Petroleum companies are familiar with the problems caused by the formation of water-in-crude oil emulsions, especially with those related to the increment of the crude oil apparent viscosity and their impact on the oil production. Many studies have been conducted to establish the existing relationship between the crude oil emulsions apparent viscosity and their water content. However, there is a lack of information in the literature concerning the actual impact of the emulsions on the pressure drop trough pipelines and on its consequence, the reduction of crude oil production.

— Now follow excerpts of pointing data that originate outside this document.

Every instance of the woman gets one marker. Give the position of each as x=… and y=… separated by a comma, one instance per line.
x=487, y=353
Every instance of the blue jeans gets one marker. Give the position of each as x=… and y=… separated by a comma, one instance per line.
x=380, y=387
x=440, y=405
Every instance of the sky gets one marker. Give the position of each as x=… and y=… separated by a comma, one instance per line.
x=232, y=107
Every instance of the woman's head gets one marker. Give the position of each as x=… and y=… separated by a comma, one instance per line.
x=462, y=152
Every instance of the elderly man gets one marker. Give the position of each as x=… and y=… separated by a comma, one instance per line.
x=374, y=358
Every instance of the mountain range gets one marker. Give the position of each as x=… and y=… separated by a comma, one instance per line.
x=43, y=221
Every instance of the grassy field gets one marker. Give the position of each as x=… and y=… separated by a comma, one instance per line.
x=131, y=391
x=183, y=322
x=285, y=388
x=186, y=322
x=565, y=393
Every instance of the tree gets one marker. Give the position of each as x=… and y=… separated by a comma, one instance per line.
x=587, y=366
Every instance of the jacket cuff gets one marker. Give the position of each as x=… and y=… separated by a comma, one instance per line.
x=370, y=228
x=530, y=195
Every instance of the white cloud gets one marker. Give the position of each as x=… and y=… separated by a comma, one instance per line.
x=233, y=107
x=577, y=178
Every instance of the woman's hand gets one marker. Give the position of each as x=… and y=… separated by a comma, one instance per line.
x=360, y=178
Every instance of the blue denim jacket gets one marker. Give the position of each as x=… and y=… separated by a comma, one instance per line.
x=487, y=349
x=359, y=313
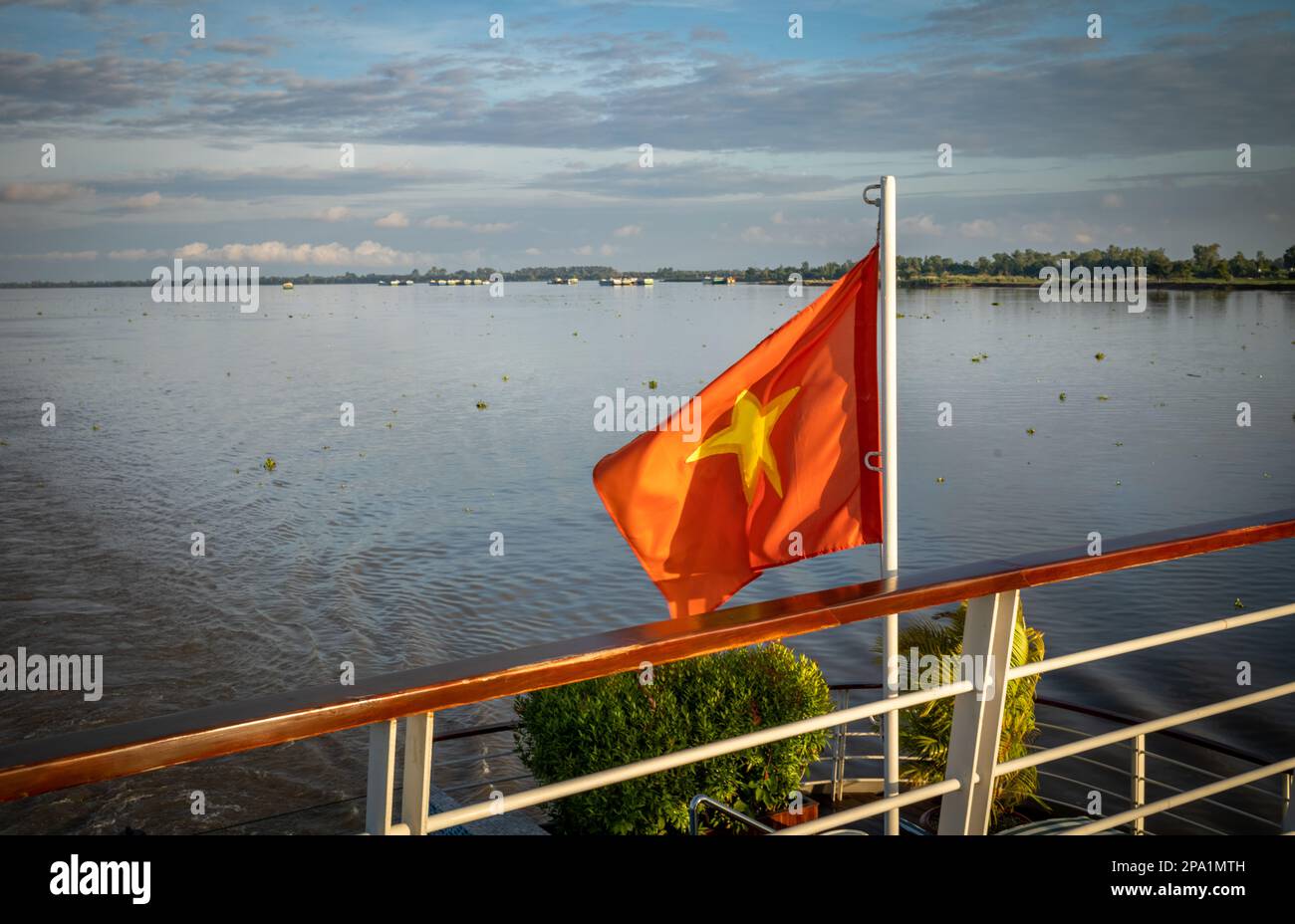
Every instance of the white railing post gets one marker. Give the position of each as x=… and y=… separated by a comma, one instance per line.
x=414, y=798
x=1139, y=781
x=978, y=715
x=890, y=487
x=383, y=763
x=1289, y=808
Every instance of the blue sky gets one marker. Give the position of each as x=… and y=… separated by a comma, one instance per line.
x=523, y=149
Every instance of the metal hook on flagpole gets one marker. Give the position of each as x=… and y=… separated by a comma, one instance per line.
x=876, y=203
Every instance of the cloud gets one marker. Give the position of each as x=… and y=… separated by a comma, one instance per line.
x=1037, y=232
x=145, y=201
x=364, y=254
x=255, y=50
x=443, y=221
x=980, y=228
x=702, y=34
x=920, y=224
x=74, y=256
x=43, y=192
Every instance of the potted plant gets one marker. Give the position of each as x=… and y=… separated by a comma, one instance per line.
x=584, y=728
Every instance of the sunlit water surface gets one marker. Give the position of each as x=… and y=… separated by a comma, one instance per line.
x=372, y=544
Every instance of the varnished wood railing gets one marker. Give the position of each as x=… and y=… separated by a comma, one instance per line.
x=42, y=765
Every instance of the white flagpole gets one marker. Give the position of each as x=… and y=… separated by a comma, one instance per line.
x=890, y=488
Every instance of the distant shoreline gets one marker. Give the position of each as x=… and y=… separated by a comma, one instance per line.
x=914, y=282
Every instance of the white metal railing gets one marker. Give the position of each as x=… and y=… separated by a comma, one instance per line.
x=972, y=763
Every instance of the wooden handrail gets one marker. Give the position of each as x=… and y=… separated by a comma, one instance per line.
x=42, y=765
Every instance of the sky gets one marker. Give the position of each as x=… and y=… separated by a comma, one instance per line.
x=525, y=149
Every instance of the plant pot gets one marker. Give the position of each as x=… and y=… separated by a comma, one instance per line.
x=786, y=818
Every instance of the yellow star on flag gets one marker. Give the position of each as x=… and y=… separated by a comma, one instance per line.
x=747, y=436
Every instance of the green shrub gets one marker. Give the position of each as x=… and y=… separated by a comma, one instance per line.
x=584, y=728
x=924, y=730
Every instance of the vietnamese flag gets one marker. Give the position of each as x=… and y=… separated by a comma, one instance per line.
x=777, y=473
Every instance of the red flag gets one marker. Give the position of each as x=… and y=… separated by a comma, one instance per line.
x=778, y=471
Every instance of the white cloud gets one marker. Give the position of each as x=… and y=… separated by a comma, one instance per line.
x=364, y=254
x=920, y=224
x=43, y=192
x=980, y=228
x=443, y=221
x=146, y=201
x=82, y=255
x=1037, y=232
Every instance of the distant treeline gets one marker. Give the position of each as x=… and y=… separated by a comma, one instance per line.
x=1205, y=264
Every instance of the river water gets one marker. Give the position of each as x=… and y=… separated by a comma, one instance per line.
x=371, y=544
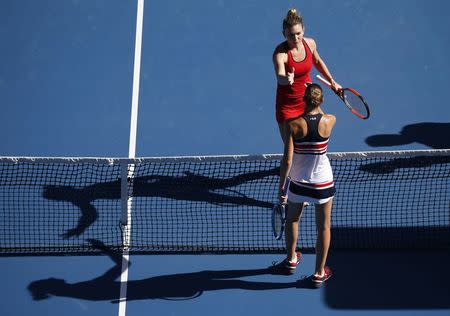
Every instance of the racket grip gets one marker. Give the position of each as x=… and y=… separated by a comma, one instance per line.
x=323, y=80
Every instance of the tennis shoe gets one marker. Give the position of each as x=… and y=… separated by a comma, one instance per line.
x=319, y=280
x=286, y=266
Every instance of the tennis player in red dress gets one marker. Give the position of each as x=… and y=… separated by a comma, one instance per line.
x=293, y=60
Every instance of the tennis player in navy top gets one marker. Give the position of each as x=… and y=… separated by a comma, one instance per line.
x=311, y=180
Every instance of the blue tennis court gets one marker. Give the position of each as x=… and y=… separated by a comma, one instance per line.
x=207, y=87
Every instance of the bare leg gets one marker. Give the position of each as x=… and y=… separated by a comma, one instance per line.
x=291, y=226
x=323, y=223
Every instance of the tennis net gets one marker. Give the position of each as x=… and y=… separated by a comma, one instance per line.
x=220, y=204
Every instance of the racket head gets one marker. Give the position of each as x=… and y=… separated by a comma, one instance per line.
x=278, y=220
x=355, y=102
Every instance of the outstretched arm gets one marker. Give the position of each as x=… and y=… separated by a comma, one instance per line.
x=279, y=59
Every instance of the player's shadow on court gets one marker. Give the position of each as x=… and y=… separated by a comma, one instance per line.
x=181, y=286
x=188, y=187
x=375, y=280
x=394, y=164
x=433, y=135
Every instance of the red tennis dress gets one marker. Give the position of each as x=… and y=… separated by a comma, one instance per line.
x=289, y=101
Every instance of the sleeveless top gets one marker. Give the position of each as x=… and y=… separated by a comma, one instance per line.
x=289, y=99
x=311, y=174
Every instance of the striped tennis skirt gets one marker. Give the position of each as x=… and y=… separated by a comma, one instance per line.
x=312, y=193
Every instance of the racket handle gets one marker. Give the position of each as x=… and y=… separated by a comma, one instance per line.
x=323, y=80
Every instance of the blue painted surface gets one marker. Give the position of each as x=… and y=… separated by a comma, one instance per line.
x=207, y=87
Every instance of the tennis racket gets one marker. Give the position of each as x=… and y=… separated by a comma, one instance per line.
x=279, y=215
x=352, y=99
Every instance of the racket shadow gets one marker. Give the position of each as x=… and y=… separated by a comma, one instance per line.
x=433, y=135
x=183, y=286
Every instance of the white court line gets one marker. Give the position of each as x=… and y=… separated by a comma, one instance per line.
x=131, y=154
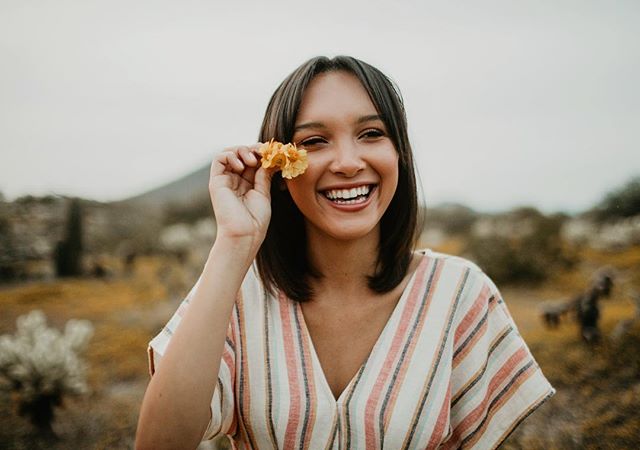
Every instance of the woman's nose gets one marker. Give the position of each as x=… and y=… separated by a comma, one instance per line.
x=347, y=160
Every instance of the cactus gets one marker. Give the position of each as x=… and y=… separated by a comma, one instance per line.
x=42, y=365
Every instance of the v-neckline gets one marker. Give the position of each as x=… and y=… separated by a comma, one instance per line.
x=312, y=349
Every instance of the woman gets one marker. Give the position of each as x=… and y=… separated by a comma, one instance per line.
x=339, y=336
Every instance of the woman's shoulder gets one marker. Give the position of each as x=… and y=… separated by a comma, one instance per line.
x=455, y=269
x=451, y=262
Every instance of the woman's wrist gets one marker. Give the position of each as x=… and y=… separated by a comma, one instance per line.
x=235, y=250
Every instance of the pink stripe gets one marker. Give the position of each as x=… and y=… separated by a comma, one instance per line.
x=479, y=411
x=291, y=433
x=306, y=351
x=417, y=289
x=471, y=317
x=400, y=335
x=246, y=398
x=440, y=428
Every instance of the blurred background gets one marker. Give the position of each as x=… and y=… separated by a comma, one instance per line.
x=524, y=119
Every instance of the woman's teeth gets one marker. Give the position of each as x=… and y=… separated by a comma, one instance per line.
x=348, y=196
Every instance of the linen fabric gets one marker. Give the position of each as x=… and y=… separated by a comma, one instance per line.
x=449, y=370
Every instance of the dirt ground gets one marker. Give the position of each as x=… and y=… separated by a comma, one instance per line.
x=597, y=404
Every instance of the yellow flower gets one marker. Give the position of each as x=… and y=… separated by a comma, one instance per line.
x=286, y=157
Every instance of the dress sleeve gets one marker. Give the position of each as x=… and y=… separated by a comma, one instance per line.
x=222, y=404
x=495, y=381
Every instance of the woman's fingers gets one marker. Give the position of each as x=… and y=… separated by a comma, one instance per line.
x=248, y=156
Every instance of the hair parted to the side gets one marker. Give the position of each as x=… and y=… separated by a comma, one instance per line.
x=282, y=260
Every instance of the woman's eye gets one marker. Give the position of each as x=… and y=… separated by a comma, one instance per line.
x=372, y=133
x=311, y=141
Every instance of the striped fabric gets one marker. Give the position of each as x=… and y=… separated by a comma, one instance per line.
x=449, y=370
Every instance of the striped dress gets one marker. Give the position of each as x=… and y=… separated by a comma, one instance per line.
x=449, y=370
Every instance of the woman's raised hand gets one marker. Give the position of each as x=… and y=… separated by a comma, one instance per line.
x=240, y=194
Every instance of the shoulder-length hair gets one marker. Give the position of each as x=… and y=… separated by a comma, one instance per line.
x=282, y=259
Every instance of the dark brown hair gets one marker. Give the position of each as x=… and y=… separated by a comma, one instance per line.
x=282, y=259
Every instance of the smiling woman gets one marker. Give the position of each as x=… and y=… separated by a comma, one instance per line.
x=341, y=335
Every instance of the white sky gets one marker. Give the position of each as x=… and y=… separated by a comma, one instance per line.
x=530, y=102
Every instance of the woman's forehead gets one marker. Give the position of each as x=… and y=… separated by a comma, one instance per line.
x=335, y=96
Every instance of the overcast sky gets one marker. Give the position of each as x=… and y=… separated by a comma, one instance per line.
x=529, y=102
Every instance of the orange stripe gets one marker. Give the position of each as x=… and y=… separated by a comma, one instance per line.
x=246, y=398
x=472, y=315
x=512, y=390
x=412, y=345
x=292, y=372
x=392, y=354
x=461, y=283
x=479, y=411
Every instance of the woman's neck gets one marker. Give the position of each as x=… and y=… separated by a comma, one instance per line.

The thermo-hydraulic calculation of a producing oil stream is usually based on black-oil models for PVT properties and on multiphase flow correlations or models suitable for pressure drop prediction. These models and correlations demand the knowledge, amongst other parameters, of the viscosity of the liquid phase as an input data. Usually, the values of this property are measured with rheometers using standardized procedures. However the thermo-hydraulic calculation becomes more complex in the case of water-in-oil emulsions. The question is how to get a correct viscosity to use for the pressure drop calculation and thus, how to prepare a synthetic fluid that represents the actual emulsion. The objective of this study was to understand the state of the art relative to the emulsion formation and rheology. The main rheological models that are applicable to emulsions are presented, as well as the methodologies for the determination of its parameters in the laboratory. This paper also investigates the usual correlations applied for the flow of gas and water-in-oil emulsions through pipelines. Actual data from field were used to allow the evaluation of the results obtained through the simulations using the proposed procedure. This information is relevant to establish how the presence of water-in-crude oil emulsions can interfere with the technical and economical viability studies.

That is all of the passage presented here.